A Crusoé, o secretário-geral do Senado disse que é alvo de perseguição interna no Senado e que, por isso, seu nome foi envolvido nos relatórios de auditoria. Ele afirmou que mora até hoje no apartamento funcional cuja cessão foi objeto de uma das apurações. “Não estamos falando em nenhum momento de eventual infração a lei. A legislação que regulamenta isso eu cumpro de A a Z.” Ele também negou que a não publicação do ato que o beneficiou tenha sido uma maneira de favorecê-lo. “Nunca foi (publicado) nenhum ato de cessão. Nenhum ato, nem os atuais. Isso nunca é publicado.” E por que ele usa um apartamento funcional que, segundo os auditores, deveria ser privativo para senadores? “Qualquer servidor de ministério, coordenador-geral, a partir de DAS 4 no Executivo tem direito a usar funcional. Qualquer um tem. Basta preencher os requisitos legais e eu preencho todos eles”, disse.

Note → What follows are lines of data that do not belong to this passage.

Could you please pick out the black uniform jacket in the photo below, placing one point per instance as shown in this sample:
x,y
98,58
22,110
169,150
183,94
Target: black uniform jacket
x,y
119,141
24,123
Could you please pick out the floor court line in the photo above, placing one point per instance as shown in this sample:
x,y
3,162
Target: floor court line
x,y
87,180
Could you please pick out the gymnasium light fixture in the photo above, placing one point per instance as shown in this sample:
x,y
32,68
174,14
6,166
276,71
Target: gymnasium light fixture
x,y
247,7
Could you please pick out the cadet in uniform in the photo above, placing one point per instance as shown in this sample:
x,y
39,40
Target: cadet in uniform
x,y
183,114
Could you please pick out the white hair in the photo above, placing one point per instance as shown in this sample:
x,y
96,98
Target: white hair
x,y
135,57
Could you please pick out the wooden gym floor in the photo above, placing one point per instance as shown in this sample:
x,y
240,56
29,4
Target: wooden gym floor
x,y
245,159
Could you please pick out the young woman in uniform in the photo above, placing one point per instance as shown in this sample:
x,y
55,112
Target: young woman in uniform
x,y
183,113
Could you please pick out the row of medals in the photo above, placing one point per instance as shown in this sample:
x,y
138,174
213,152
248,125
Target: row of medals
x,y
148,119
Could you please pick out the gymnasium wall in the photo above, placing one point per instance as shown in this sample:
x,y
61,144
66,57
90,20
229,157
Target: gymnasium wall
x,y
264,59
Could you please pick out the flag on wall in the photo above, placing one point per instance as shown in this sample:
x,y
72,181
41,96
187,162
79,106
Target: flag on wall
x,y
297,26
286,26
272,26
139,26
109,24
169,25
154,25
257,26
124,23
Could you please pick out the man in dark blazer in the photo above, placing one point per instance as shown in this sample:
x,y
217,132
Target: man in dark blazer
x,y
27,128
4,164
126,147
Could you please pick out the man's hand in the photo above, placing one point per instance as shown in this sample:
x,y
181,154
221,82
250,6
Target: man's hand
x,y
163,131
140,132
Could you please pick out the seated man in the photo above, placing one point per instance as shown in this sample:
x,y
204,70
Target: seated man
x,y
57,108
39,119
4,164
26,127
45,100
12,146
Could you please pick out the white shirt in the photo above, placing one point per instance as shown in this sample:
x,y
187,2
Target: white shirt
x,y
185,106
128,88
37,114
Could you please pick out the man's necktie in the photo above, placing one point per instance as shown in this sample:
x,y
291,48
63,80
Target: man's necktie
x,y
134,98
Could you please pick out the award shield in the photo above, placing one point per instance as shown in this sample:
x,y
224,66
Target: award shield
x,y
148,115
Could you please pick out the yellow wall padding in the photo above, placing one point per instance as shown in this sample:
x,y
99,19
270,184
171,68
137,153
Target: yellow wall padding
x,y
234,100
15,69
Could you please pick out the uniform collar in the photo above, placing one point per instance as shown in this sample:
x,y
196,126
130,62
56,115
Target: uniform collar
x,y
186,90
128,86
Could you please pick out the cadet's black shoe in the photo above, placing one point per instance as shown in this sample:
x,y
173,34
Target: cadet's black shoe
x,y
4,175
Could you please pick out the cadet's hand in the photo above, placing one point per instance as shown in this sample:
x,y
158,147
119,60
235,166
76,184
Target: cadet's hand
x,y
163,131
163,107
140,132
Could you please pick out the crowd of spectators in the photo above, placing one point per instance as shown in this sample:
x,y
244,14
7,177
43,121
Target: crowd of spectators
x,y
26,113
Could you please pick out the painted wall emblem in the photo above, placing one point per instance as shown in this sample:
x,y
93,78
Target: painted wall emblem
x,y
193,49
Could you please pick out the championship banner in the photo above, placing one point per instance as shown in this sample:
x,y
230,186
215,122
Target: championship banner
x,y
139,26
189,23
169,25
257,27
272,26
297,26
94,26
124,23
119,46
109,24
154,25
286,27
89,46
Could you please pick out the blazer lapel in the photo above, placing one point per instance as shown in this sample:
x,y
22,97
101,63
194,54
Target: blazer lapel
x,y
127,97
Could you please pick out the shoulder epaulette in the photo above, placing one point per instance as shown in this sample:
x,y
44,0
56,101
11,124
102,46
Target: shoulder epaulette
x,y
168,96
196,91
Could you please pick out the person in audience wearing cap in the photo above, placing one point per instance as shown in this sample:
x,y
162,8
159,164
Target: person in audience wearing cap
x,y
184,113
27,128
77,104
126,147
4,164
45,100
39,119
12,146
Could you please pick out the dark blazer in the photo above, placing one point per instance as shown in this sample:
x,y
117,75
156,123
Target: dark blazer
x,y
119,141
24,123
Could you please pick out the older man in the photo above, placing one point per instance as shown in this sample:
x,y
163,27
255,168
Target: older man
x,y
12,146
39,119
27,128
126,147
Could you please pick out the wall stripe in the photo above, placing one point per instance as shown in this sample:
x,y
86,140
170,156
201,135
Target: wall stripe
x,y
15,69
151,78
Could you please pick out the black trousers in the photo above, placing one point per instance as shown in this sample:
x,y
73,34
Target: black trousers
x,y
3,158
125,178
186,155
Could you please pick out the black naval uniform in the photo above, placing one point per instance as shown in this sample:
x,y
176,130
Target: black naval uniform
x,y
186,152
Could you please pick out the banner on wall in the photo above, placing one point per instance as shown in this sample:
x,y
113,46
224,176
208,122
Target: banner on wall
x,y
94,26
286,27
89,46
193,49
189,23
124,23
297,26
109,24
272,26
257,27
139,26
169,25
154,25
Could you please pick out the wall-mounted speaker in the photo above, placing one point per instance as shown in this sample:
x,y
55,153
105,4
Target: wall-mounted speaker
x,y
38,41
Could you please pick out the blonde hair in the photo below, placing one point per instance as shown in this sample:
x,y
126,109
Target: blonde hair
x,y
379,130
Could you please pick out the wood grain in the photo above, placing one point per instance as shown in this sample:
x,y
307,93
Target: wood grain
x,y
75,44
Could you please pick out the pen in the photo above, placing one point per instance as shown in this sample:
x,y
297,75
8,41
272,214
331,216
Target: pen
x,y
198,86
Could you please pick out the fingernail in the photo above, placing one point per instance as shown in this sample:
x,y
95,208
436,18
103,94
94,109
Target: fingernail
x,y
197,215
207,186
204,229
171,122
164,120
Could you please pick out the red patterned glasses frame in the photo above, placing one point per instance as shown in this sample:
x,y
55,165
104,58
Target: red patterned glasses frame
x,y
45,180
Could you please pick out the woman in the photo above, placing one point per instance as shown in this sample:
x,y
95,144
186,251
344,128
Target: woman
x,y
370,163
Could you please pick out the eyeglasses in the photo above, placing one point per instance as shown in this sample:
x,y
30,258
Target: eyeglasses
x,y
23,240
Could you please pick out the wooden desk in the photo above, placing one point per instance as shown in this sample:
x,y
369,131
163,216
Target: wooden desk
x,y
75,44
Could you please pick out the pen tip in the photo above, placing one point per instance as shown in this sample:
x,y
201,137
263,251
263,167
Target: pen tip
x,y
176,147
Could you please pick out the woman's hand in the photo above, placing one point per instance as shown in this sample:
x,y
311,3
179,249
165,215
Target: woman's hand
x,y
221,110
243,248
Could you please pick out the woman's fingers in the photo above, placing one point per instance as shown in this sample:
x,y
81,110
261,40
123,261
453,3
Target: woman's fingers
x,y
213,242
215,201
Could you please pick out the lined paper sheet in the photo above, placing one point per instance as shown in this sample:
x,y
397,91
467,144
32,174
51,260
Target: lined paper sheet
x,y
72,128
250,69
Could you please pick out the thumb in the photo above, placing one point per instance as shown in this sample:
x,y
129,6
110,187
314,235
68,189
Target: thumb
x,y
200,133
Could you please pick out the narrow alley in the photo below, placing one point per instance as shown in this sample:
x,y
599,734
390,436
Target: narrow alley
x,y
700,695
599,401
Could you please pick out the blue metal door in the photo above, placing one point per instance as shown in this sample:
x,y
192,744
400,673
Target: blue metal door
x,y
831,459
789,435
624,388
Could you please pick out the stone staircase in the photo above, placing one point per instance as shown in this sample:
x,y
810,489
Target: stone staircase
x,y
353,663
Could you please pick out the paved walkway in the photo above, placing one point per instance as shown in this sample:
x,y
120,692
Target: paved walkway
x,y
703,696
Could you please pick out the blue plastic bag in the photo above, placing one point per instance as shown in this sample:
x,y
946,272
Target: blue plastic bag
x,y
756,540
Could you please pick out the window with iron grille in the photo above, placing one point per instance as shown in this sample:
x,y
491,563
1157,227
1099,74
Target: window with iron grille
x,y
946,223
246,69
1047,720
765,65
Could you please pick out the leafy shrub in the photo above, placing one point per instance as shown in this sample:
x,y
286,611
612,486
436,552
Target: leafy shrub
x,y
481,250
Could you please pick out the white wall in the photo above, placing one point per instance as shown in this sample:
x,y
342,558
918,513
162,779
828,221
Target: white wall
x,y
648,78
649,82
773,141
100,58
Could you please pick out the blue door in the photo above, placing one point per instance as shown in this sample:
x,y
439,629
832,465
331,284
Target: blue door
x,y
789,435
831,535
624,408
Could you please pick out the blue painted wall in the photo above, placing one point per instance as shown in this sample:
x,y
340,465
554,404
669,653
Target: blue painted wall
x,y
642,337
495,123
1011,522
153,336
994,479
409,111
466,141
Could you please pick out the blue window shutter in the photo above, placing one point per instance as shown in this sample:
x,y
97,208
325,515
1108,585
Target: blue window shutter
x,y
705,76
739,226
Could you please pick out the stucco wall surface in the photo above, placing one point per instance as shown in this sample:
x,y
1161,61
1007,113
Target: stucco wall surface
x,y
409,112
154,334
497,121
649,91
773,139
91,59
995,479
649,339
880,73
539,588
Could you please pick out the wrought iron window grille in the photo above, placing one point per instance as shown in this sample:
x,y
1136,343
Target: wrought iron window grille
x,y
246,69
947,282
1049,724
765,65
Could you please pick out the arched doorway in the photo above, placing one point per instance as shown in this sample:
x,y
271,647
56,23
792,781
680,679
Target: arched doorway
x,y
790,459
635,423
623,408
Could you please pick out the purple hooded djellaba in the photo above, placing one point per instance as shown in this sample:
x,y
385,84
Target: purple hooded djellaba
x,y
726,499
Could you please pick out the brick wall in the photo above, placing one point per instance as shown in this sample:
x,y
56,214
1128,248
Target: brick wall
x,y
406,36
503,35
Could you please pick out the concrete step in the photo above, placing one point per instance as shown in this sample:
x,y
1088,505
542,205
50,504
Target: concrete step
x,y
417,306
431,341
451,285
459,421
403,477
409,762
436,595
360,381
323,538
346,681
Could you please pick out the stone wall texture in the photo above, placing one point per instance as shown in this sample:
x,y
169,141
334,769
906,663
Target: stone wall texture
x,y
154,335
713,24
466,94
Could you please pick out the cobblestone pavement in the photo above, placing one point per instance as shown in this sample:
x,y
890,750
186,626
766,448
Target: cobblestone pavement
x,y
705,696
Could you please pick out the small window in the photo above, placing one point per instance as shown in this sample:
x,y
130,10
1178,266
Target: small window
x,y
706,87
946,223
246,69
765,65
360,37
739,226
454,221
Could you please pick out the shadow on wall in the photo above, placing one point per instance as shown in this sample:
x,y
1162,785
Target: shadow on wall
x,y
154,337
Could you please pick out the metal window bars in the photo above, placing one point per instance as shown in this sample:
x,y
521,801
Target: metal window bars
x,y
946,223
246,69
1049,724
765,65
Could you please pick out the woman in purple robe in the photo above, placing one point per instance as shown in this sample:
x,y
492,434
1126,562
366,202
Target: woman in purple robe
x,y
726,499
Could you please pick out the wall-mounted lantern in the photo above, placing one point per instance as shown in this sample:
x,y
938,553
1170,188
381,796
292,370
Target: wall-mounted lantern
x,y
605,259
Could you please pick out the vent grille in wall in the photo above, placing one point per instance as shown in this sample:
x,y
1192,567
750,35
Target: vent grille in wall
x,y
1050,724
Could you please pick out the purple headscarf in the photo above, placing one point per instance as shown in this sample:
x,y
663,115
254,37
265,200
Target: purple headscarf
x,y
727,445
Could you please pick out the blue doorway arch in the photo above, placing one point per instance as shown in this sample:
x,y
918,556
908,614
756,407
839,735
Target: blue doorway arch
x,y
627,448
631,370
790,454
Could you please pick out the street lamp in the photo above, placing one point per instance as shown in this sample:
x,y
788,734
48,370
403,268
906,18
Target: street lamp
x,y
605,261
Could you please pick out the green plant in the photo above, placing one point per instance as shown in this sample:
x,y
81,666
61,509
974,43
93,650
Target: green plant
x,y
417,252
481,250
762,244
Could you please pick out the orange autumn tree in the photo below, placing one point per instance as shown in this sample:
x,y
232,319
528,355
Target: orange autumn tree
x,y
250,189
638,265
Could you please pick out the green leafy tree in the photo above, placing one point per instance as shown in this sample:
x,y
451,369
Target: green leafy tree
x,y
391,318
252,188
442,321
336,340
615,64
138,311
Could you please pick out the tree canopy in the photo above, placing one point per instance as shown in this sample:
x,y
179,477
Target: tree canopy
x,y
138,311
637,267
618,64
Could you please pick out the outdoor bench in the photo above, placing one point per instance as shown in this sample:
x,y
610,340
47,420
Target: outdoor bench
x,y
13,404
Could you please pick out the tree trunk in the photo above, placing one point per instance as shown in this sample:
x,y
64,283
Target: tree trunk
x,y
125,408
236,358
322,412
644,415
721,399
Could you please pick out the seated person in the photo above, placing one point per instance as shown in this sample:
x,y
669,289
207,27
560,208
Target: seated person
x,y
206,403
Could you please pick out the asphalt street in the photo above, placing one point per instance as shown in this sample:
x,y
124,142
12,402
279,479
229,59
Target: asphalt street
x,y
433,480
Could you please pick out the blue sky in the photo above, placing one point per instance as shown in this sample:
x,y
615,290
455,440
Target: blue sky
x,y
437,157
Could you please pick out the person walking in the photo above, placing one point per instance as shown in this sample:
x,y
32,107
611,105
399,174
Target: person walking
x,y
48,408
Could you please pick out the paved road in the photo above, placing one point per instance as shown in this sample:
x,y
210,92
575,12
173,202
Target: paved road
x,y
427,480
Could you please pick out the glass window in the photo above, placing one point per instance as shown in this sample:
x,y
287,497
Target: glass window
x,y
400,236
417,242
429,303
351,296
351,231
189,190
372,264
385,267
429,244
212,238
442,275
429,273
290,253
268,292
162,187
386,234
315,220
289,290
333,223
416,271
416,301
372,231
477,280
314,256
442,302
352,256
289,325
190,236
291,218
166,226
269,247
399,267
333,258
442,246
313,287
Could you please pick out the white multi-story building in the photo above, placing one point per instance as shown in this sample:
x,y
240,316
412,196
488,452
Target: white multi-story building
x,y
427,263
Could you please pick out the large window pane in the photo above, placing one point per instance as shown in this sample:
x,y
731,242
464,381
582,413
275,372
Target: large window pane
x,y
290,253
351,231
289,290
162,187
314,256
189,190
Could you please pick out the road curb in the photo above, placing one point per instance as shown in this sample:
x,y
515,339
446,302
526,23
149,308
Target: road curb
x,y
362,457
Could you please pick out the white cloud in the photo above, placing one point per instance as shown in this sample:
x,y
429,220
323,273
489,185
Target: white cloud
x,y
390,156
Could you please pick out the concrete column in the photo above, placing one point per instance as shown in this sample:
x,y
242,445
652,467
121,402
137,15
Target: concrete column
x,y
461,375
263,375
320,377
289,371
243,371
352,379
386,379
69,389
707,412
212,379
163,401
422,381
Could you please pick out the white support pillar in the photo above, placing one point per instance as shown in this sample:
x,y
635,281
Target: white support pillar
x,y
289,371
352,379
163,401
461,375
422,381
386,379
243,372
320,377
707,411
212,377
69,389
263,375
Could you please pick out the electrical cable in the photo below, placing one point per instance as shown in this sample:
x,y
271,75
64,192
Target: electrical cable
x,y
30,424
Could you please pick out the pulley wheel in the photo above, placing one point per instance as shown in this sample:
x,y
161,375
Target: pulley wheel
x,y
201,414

Davi Alcolumbre, eleito presidente do Senado há 20 dias, tem sido aconselhado a afastar definitivamente dos postos de comando os servidores ligados a Renan, como o próprio Bandeira e a Ilana Trombka, a diretora-geral. Seria, dizem os aliados, até uma forma de evitar sabotagens a sua gestão. Até o momento, porém, ele vem mantendo tudo como era antes.